Atkins has also been vocally in favor of “super apps,” mirroring Chinese examples such as Alipay and WeChat that unite a variety of different services in one interface. Apps such as these have found it almost impossible to gain regulatory approval in the US, but it appears that this may be about to change.
Atkins is also an advisor to Securitize, one of the premier tokenization specialist firms in the US, which has helped BlackRock in the creation of BUIDL, its tokenized money market fund mentioned above. His appointment is part of a broader “America First” strategy that aims to invite crypto market activity back to US shores, where previous administrations have forced it offshore, and to guarantee that the US is a leader in all things crypto and blockchain.
Final Thoughts
Tokenization has evolved from a technology on the fringes, touted by crypto evangelists as the future of finance, to a technology that’s rapidly being adopted by regulated markets and normalized for both retail and institutional investors.

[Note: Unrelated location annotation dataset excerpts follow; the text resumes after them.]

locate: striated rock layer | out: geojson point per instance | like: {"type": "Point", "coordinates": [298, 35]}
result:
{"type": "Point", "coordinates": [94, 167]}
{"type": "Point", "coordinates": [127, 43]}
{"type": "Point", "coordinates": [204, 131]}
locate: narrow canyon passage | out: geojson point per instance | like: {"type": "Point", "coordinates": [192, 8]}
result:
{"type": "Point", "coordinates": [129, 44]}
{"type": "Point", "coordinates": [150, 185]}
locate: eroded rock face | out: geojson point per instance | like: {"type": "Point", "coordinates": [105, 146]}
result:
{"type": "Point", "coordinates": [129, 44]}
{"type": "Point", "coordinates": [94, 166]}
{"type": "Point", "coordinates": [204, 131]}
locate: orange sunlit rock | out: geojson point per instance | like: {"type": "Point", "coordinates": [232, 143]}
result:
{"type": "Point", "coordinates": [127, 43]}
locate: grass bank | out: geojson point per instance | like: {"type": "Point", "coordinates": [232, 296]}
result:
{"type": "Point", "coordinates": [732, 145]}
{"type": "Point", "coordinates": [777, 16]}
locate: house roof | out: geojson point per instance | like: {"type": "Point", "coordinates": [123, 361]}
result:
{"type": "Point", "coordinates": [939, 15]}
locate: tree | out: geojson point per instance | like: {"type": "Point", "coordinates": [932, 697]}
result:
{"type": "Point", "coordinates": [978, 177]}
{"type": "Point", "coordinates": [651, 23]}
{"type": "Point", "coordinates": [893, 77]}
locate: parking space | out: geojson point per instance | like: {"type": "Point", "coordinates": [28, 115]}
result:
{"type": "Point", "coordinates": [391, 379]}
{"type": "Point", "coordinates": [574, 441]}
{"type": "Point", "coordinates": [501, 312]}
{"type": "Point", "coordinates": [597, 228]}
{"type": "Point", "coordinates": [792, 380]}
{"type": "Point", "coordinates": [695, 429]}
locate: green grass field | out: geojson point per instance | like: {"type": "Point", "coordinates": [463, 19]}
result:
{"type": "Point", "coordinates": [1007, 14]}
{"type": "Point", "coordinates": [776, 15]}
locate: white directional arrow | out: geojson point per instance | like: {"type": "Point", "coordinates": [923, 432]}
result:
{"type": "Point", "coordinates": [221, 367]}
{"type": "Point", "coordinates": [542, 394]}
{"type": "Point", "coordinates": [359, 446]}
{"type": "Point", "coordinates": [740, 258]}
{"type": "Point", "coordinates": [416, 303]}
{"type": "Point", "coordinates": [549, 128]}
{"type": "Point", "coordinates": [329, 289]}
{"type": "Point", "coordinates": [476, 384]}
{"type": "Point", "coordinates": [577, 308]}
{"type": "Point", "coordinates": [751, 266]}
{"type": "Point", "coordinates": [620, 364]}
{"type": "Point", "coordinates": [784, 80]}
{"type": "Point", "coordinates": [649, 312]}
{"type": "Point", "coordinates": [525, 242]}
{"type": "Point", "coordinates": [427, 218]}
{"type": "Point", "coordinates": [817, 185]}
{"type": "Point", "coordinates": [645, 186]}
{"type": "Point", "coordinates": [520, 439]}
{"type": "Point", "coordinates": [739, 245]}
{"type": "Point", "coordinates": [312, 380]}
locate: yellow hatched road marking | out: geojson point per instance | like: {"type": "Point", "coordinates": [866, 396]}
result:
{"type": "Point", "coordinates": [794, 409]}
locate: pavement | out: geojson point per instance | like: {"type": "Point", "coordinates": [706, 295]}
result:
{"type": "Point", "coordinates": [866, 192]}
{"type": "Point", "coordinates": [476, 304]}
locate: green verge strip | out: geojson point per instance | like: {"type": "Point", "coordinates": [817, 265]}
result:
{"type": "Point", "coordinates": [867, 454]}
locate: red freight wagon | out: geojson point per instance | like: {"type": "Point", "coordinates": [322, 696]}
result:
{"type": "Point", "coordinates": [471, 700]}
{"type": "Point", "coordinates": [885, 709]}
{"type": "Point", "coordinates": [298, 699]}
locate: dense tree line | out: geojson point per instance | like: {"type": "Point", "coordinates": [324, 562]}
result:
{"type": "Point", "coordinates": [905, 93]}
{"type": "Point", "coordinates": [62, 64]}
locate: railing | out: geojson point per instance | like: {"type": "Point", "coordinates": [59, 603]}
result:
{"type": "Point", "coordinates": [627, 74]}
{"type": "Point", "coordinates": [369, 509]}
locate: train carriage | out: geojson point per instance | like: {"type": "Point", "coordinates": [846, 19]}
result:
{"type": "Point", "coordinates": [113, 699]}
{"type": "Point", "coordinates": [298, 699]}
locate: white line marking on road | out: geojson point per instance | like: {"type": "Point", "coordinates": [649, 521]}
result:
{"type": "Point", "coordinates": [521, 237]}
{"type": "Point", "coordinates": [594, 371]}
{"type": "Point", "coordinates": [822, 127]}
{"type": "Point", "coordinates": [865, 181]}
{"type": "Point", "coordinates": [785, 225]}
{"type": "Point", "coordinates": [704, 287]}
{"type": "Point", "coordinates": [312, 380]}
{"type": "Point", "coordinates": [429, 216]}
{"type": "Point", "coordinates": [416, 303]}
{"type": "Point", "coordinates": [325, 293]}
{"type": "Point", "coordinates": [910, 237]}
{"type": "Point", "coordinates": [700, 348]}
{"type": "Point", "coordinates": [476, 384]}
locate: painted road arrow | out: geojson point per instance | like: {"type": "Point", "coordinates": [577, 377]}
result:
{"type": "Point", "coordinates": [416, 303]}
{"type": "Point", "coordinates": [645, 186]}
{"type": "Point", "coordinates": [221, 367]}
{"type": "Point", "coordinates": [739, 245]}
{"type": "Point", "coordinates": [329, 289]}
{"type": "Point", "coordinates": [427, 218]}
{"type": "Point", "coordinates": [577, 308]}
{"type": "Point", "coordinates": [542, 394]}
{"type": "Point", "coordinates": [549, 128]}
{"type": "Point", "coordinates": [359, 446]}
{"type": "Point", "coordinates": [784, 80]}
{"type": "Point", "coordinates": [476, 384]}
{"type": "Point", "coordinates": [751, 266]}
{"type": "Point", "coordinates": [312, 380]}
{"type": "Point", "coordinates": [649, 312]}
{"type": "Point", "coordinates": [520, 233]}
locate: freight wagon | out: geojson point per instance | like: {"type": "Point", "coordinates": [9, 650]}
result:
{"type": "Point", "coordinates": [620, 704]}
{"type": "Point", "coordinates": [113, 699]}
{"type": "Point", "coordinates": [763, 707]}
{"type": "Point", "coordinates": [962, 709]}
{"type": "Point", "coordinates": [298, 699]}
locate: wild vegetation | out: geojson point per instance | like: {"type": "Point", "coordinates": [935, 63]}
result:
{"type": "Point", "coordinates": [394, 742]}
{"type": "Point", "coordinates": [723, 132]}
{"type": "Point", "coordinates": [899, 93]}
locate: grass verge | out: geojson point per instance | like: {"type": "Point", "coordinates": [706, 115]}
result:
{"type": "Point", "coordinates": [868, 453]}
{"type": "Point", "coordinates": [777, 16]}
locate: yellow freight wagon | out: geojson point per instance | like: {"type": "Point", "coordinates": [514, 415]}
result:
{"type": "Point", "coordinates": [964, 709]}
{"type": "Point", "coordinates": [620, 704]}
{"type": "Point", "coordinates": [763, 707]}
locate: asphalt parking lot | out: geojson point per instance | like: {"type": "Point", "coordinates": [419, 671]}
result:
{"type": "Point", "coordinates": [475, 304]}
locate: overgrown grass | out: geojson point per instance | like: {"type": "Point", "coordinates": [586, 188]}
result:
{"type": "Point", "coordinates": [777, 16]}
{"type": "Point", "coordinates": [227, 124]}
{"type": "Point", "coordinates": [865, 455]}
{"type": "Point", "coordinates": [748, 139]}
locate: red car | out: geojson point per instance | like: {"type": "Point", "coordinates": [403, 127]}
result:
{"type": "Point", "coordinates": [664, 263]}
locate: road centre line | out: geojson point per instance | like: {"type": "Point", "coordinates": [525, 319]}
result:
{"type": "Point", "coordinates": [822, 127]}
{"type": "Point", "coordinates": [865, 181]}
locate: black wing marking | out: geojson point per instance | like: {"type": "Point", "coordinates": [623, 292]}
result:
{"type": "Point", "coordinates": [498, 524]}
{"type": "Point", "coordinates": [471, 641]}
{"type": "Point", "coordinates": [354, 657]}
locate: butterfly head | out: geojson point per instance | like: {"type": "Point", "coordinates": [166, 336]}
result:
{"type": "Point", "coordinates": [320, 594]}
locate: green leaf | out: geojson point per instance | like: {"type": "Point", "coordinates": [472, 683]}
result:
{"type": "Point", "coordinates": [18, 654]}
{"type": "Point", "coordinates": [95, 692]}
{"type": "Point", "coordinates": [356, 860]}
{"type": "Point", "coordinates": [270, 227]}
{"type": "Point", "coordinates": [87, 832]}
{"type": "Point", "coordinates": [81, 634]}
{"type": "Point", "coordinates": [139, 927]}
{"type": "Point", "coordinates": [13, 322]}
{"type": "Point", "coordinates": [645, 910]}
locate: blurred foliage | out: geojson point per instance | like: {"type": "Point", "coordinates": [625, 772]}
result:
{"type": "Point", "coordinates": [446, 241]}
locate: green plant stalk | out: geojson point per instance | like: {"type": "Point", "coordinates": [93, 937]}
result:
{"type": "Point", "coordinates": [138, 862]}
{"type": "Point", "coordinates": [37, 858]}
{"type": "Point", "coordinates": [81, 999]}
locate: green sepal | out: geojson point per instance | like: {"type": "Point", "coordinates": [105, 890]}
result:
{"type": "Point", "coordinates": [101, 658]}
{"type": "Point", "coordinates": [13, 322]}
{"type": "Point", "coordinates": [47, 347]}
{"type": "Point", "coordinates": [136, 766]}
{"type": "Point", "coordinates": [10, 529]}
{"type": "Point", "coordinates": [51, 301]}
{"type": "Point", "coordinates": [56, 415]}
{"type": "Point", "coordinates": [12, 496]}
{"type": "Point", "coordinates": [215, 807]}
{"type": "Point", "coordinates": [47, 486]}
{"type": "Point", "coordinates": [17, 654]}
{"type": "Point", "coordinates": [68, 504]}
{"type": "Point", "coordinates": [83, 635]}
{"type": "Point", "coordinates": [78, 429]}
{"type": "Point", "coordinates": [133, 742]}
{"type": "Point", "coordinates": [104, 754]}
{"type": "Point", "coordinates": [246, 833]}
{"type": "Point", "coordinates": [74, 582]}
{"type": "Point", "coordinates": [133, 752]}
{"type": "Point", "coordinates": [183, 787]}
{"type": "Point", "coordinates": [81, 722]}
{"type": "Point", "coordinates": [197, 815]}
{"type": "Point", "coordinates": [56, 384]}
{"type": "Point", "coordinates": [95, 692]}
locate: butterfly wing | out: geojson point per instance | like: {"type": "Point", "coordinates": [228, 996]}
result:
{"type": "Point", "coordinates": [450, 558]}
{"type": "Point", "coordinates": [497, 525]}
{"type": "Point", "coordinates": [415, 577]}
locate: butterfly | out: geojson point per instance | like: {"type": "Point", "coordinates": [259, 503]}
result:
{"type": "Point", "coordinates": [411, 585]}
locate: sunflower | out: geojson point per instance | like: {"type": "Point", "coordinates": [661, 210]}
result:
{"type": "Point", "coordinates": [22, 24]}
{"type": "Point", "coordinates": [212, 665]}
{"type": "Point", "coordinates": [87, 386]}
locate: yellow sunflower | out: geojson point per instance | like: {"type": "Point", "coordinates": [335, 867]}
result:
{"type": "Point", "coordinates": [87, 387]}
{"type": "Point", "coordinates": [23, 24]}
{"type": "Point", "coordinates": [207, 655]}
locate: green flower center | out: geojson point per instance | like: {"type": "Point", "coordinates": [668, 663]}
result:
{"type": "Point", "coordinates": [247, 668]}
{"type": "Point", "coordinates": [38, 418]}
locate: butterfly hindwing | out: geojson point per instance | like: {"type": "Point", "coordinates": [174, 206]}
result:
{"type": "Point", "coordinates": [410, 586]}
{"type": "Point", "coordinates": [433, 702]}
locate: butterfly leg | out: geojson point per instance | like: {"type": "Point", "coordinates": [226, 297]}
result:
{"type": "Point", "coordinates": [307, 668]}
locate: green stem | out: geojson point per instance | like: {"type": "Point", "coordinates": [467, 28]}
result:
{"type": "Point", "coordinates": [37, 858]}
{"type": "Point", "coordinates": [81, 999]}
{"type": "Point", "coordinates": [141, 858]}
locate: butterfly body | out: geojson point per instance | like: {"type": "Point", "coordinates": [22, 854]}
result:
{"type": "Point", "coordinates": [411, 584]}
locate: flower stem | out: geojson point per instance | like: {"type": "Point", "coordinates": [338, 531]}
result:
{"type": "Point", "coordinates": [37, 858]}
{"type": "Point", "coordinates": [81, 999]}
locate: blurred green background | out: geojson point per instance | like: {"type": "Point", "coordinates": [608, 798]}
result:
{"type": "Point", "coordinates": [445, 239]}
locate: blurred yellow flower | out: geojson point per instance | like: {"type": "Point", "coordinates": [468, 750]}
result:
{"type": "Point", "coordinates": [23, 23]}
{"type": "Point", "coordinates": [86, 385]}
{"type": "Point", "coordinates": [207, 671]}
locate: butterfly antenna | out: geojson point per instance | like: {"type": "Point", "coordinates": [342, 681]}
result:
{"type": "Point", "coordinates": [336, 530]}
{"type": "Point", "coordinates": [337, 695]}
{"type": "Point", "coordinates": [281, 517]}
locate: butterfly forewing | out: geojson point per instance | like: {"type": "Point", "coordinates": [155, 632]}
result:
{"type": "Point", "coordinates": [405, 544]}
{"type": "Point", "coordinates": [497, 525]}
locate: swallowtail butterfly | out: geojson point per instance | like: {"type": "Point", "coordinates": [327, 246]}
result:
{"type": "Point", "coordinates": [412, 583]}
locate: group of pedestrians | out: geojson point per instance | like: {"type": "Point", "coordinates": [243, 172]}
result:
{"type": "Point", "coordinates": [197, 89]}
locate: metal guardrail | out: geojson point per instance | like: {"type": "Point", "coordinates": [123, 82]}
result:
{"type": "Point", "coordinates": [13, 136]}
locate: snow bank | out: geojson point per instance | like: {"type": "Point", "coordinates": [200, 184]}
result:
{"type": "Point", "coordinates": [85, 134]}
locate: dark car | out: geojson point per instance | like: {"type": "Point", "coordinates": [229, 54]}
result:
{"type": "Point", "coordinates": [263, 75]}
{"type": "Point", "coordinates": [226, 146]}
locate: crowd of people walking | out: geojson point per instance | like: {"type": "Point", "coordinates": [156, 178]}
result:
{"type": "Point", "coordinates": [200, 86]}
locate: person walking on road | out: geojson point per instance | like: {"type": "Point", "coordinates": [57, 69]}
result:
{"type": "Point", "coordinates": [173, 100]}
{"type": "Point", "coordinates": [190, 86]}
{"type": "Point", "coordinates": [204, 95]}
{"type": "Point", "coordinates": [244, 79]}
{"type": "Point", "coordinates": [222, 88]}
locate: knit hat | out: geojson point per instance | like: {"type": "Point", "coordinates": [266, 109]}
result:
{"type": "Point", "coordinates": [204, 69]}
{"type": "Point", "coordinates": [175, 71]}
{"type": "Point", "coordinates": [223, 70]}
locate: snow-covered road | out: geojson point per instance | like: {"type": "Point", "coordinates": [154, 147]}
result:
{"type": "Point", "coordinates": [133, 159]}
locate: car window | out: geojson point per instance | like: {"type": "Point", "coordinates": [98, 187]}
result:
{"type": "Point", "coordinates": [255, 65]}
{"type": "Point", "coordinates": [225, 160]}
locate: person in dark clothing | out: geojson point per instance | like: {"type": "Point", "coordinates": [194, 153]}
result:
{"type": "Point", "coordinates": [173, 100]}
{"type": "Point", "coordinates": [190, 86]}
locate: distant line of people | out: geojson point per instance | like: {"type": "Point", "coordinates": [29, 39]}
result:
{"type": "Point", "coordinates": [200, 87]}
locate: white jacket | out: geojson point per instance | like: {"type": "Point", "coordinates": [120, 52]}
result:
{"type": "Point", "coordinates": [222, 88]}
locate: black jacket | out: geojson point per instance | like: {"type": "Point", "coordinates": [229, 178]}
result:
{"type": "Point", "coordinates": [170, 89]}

Currently, no clear standard has emerged, and interested firms are experimenting with a variety of different blockchain deployments. It’s uncertain whether one protocol will win, or whether we’re entering the multi-chain reality that many thought leaders in the crypto space have previously predicted.
It seems as though crypto, and the tokenization that the core technology permits, is gradually finding its way into the incumbent system that has long relied on outmoded reconciliation, clearing, and settlement practices.
Aided by a US administration that appears to want to get as many of these changes through while still in office, things are moving rapidly towards a 24/7/365 trading reality where assets are much easier to invest in, transfer, and collateralize across jurisdictions and venues.